Chinesische Automarken gewinnen in Europa rasant Marktanteile. Nun nehmen sie Deutschland ins Visier und erhöhen den Druck auf etablierte Hersteller und Händler.
Chinesische Automarken bauen ihre Position in Europa deutlich aus. Von Januar bis Juli entfielen laut einer Analyse des Handelsblatts auf Basis von Dataforce-Daten 8,7 Prozent der Neuzulassungen auf chinesische Marken. 2021 lag ihr Anteil noch bei 0,6 Prozent. Gegenüber 2024 hat er sich demnach nahezu verdreifacht.
Rund 780.000 Neuwagen in sieben Monaten
In den ersten sieben Monaten kamen laut Bericht rund 780.000 Neuwagen chinesischer Marken auf Europas Straßen.

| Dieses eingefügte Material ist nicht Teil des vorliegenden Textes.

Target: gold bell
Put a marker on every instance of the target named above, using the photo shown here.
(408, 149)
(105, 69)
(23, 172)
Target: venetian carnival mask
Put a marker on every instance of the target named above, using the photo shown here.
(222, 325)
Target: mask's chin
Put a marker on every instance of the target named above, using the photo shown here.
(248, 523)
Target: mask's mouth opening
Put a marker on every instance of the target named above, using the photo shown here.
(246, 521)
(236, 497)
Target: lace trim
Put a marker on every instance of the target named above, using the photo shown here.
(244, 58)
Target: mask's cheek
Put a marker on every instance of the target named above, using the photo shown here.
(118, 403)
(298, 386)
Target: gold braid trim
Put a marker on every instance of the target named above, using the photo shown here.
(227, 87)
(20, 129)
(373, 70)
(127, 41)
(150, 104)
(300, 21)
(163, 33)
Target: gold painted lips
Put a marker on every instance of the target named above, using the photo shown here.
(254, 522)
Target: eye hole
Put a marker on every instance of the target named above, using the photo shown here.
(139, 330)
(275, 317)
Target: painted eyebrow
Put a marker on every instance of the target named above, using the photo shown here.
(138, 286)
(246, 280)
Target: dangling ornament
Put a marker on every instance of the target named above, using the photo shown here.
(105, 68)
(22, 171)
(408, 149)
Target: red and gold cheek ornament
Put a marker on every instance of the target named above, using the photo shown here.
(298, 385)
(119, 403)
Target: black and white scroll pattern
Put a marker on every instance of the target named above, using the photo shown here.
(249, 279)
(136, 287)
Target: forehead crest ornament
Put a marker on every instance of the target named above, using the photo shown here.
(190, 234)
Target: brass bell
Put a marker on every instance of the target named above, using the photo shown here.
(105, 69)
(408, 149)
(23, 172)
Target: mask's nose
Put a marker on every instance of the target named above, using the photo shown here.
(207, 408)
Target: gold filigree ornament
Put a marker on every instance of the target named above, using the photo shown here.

Damit erreichten die Hersteller bereits nahezu das Volumen des gesamten Jahres 2025. Ihre Präsenz bauten sie zunächst vor allem in Süd- und Osteuropa sowie in Großbritannien aus.
Die dort gesammelten Erfahrungen könnten den Herstellern helfen, ihre Aktivitäten in Deutschland auszuweiten. Der deutsche Pkw-Markt ist der größte Europas, zugleich gelten die Anforderungen als besonders hoch. Chinesische Anbieter müssen neben wettbewerbsfähigen Fahrzeugen auch Vertrauen, Vertrieb und Service etablieren.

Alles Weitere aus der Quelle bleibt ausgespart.